Going green has never been so easy. Society has come to embrace fuel−efficient cars, electric−powered buses, compost bins in dormitories, recycled napkins and, more recently, eco−friendly clothes. With high fashion becoming more accessible to the average person via live runway videos and “Project Runway,” pro−environmental behavior is being embraced by forward−thinking fashion houses, small local companies, fast−fashion meccas and fashionistas alike. The fashion industry has promoted high−end, eco−chic clothes, which, in turn, celebrities wear, while shoppers have simultaneously changed social behavior and actively purchased sustainable clothes.
Much of the modern fashion industry emphasizes trends and fast−fashion consisting of cheap clothes sold at such low prices that they can be disposed of when fads change. Rather unsurprisingly, the United States is a major offender: The Environmental Protection Agency’s Office of Solid Waste reports that, per capita, Americans throw away 68 pounds of clothing and textiles per year. Although indigenous people worldwide have been refashioning animal skins into clothing for millenia, industrialized, recycled and sustainable fashion has come into play only very recently.
What exactly does it mean to use organic cotton, recycled polyester or eco−friendly clothing? Although there are sustainable design organizations, clothing — like organic food — is not yet regulated by a coherent or legal list of criteria. Sustainable clothing is categorized by partial, if not complete, usage of recycled or sustainably harvested materials like plastic, cotton, polyester or fleece in textile and fashion production. The goal is to minimize impact on the planet for both consumers and producers.
In the high street category, H&M (ironically the purveyor of all things fast−fashion) took steps towards sustainability in 2010 when it launched its 100−percent eco−conscious “Garden Collection.” Going on its third year, its latest collection launched last Friday, replete with recycled polyester blouses, organic cotton high−waisted shorts and a few spectacular gowns.
In the high−fashion category, Loomstate by Barney’s established itself early on as a sustainable fashion line, along with EDUN, the T−shirt line turned full−blown collection designed by Bono’s wife, Ali Hewson. The queen of political correctness in clothing is PETA lover and now eco−chic designer Stella McCartney.

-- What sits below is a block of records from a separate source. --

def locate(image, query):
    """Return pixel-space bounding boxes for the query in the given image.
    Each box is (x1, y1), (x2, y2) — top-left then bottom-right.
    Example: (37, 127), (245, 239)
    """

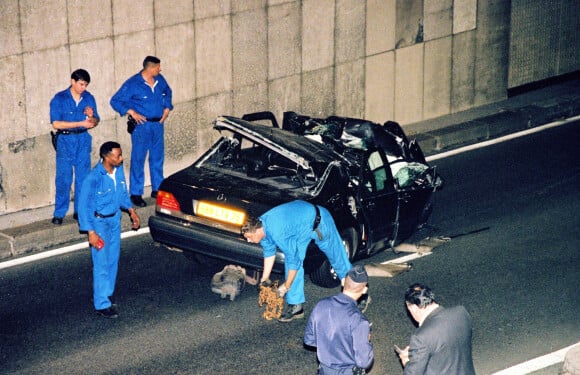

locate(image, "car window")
(196, 131), (318, 188)
(363, 151), (392, 193)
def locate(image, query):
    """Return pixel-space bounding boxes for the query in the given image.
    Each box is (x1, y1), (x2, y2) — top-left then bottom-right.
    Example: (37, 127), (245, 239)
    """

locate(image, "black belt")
(56, 129), (87, 135)
(312, 205), (322, 241)
(95, 211), (117, 219)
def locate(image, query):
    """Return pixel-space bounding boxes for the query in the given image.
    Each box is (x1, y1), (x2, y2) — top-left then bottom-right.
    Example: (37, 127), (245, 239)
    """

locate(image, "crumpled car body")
(149, 112), (442, 287)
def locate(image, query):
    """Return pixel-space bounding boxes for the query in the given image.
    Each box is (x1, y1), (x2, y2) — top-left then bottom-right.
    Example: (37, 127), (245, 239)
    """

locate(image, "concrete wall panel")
(0, 55), (27, 142)
(364, 52), (395, 123)
(394, 44), (424, 124)
(155, 22), (196, 105)
(232, 81), (268, 117)
(195, 16), (232, 97)
(451, 31), (476, 113)
(268, 74), (302, 126)
(113, 30), (154, 92)
(112, 0), (154, 35)
(67, 0), (113, 43)
(195, 92), (233, 152)
(474, 0), (511, 106)
(20, 0), (69, 52)
(232, 8), (268, 89)
(453, 0), (477, 34)
(366, 0), (397, 56)
(302, 0), (335, 72)
(395, 0), (423, 48)
(193, 0), (232, 20)
(0, 132), (55, 212)
(335, 0), (365, 64)
(335, 59), (365, 117)
(165, 102), (200, 163)
(301, 68), (335, 117)
(153, 0), (194, 27)
(423, 0), (453, 41)
(22, 47), (71, 138)
(70, 38), (115, 120)
(0, 0), (22, 57)
(268, 2), (302, 80)
(232, 0), (268, 13)
(423, 36), (452, 118)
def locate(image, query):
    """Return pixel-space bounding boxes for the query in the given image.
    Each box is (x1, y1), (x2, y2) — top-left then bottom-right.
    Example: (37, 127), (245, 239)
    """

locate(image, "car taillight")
(157, 190), (181, 211)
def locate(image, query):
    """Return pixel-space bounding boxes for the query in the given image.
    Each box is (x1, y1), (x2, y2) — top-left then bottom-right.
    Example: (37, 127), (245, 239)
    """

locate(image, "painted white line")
(381, 252), (432, 264)
(0, 227), (149, 270)
(425, 116), (580, 162)
(492, 342), (580, 375)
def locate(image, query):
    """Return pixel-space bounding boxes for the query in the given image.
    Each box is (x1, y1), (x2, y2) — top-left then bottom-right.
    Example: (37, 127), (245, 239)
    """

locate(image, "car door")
(359, 150), (398, 254)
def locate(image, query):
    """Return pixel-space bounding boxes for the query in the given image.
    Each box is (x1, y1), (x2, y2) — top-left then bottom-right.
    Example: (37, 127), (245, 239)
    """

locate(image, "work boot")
(278, 303), (304, 323)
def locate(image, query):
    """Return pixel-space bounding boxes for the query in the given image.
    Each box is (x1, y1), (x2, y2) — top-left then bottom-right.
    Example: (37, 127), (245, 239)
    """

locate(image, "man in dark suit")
(399, 284), (475, 375)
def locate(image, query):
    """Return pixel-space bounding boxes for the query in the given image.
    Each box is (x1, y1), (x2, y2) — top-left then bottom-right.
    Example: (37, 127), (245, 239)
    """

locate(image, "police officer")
(242, 200), (352, 323)
(50, 69), (99, 225)
(79, 141), (141, 318)
(111, 56), (173, 207)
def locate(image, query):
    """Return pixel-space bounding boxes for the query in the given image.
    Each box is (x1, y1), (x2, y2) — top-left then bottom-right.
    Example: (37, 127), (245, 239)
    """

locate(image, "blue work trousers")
(91, 211), (121, 310)
(53, 132), (93, 218)
(285, 209), (352, 305)
(129, 121), (165, 195)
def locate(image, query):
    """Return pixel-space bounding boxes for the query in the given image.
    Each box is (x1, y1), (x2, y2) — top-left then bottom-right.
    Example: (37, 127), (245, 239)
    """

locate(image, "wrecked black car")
(149, 112), (442, 287)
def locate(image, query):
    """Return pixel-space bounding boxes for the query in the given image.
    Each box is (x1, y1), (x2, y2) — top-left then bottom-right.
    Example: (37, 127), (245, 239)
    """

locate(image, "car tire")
(310, 228), (358, 288)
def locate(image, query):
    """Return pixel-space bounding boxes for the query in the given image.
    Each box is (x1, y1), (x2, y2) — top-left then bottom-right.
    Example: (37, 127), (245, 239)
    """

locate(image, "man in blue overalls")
(242, 200), (352, 322)
(111, 56), (173, 207)
(79, 142), (141, 318)
(50, 69), (99, 225)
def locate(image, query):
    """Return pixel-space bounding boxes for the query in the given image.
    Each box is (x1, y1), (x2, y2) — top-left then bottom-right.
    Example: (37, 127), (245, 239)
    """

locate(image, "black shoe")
(357, 294), (372, 314)
(131, 195), (147, 207)
(95, 306), (119, 319)
(278, 304), (304, 323)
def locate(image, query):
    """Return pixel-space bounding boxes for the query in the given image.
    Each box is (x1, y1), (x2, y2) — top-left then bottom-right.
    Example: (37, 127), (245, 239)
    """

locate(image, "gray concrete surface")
(0, 78), (580, 261)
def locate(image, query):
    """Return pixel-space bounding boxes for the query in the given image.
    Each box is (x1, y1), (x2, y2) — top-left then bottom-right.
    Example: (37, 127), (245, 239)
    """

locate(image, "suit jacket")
(404, 306), (475, 375)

The British creative rejected leather in her collections from day one (hard to swallow her $1,000 handbags when they are plastic…). Donna Karan, known for her Zen lifestyle and approach to women’s dressing, launched pureDKNY, which uses entirely sustainable fibers.

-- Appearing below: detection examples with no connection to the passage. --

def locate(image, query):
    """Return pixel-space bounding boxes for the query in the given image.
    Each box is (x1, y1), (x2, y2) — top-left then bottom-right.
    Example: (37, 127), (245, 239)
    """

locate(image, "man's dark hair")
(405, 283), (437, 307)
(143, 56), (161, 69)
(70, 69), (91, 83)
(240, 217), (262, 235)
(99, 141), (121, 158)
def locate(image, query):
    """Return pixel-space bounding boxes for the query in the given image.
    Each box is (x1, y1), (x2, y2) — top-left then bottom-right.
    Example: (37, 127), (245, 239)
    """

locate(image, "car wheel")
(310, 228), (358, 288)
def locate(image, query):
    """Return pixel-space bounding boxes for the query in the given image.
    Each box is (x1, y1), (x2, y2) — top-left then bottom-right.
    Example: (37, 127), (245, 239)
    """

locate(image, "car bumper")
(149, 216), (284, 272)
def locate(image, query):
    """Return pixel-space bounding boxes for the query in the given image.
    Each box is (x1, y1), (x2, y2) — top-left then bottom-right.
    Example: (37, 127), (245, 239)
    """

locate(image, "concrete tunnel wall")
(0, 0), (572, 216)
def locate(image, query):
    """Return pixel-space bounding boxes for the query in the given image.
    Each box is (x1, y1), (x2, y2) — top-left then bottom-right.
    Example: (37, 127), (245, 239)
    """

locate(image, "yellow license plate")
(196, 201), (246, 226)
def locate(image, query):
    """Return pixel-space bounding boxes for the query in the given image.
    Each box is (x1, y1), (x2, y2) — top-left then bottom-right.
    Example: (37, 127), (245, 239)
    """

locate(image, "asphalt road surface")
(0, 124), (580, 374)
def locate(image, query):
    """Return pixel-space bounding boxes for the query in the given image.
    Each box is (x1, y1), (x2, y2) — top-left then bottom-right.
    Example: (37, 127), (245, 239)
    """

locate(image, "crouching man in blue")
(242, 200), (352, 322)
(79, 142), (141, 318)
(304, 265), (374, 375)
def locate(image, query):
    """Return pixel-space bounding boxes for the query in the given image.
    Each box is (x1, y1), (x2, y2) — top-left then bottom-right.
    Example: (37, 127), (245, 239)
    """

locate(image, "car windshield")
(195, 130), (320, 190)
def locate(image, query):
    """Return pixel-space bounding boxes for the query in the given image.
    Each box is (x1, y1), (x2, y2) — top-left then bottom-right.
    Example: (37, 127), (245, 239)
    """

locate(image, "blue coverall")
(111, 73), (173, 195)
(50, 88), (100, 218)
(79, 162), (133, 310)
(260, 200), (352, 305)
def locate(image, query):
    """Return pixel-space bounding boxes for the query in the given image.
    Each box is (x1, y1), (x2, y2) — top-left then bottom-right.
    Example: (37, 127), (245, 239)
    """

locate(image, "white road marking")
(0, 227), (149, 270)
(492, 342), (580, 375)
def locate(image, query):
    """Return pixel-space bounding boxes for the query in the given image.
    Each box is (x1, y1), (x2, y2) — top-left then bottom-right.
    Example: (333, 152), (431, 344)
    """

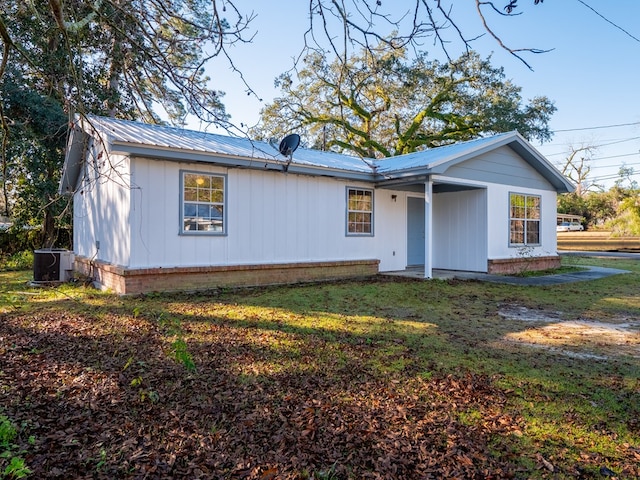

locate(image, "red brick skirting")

From the amount of hype in the fashion industry, it’s hard to say that going green isn’t getting chic for designers and consumers alike. What started at the highest ranks of Vogue has now trickled down to H&M and back up to mid−tier brands like Anthropologie. In this case, the economy, as well as culture, has caused a shift toward sustainable clothing, rather than political mandates or court rulings.

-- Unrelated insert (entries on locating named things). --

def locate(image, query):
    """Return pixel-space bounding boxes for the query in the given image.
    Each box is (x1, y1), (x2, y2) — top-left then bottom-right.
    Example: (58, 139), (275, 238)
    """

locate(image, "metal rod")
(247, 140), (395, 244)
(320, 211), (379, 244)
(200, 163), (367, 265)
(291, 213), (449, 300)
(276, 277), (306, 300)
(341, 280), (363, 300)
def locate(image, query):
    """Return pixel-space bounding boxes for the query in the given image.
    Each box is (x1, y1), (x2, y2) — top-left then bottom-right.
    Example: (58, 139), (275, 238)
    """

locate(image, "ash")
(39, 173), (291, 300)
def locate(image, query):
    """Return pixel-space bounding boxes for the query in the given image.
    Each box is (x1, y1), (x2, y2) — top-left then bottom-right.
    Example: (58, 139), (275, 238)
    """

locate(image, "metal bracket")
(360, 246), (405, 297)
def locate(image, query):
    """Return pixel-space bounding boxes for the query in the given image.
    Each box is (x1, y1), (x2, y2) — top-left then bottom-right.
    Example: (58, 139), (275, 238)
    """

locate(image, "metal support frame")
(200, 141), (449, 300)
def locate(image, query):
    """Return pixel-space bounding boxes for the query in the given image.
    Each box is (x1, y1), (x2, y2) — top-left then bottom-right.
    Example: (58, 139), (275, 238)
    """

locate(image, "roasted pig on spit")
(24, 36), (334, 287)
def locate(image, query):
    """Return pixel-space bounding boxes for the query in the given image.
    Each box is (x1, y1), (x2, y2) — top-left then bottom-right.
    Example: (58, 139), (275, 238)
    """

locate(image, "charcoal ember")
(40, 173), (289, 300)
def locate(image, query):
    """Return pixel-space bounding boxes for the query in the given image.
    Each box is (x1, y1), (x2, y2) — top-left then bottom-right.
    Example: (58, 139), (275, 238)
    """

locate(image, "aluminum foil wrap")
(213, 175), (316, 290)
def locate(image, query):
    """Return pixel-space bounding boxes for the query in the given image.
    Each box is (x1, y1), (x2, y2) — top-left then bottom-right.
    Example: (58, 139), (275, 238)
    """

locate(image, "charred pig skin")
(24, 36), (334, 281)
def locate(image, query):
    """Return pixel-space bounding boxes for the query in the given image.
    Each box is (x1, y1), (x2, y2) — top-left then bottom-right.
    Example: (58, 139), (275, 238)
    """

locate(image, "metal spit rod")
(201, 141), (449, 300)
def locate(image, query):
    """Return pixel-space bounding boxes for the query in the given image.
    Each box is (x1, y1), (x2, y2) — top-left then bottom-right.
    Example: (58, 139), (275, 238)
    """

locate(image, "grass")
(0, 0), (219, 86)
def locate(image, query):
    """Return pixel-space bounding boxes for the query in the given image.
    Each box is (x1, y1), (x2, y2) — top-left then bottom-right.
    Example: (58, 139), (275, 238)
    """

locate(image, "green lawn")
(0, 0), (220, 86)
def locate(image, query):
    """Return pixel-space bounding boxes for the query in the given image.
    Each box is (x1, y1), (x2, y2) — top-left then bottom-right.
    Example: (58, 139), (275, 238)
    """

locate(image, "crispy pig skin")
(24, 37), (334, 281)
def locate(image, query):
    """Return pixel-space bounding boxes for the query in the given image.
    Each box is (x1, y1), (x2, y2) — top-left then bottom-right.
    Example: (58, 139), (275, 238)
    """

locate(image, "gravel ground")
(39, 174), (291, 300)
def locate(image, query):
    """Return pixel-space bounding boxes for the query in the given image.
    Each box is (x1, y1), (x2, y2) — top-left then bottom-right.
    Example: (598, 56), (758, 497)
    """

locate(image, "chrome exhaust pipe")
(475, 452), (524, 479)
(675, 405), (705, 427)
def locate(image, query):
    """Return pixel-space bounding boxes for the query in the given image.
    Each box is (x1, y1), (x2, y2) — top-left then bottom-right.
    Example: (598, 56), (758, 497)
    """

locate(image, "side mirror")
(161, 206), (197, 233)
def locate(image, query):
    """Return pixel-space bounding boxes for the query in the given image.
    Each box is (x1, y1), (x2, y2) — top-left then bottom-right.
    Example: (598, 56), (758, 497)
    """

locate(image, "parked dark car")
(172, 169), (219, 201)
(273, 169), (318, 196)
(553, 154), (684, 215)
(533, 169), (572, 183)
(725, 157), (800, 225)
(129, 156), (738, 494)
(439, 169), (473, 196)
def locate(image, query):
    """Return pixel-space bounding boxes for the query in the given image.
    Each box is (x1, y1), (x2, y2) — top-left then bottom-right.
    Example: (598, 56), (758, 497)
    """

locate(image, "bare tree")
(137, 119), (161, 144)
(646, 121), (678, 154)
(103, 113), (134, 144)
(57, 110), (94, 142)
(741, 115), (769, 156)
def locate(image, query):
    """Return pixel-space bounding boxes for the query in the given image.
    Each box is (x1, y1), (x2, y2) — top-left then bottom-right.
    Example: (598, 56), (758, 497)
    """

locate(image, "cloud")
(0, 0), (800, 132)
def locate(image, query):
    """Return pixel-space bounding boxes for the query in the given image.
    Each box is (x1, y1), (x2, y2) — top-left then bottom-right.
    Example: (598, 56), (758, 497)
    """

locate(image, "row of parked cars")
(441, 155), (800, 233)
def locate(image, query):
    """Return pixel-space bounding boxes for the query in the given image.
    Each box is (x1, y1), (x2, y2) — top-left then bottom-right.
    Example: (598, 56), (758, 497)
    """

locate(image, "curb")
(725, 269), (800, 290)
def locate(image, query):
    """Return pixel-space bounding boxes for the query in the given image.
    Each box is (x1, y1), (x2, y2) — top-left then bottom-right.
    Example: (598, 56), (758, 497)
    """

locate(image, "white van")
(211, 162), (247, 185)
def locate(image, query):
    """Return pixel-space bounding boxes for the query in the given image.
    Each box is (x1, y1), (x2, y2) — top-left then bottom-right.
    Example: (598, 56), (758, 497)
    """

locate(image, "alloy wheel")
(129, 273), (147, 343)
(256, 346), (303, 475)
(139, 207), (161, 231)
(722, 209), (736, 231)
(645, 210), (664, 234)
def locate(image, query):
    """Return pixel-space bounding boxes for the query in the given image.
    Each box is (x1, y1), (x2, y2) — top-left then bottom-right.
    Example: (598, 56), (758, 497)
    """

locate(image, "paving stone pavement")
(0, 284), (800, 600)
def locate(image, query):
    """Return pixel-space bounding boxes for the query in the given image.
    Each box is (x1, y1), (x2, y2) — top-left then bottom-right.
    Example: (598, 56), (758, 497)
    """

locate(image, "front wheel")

One of the main critiques I find in eco−friendly fashion is that it does not address the problem at the root; instead of buying eco−friendly, fast−fashion clothing from megabrands, people should be focused on decreasing consumption. Even if a recycled polyester dress from H&M is only $40, it does not matter that you are making an environmentally sustainable purchase if you don’t actually need the dress. Though bringing high fashion to the masses via the digital age has leveled the playing field — now anyone can be a well−heeled fashionista — it has also promoted gross overconsumption by tweens and adults alike who think they need to keep buying cheap to keep up with runway trends. That said, though, people will always need clothes. If they insist on buying, sustainable materials and eco−chic are a much better option.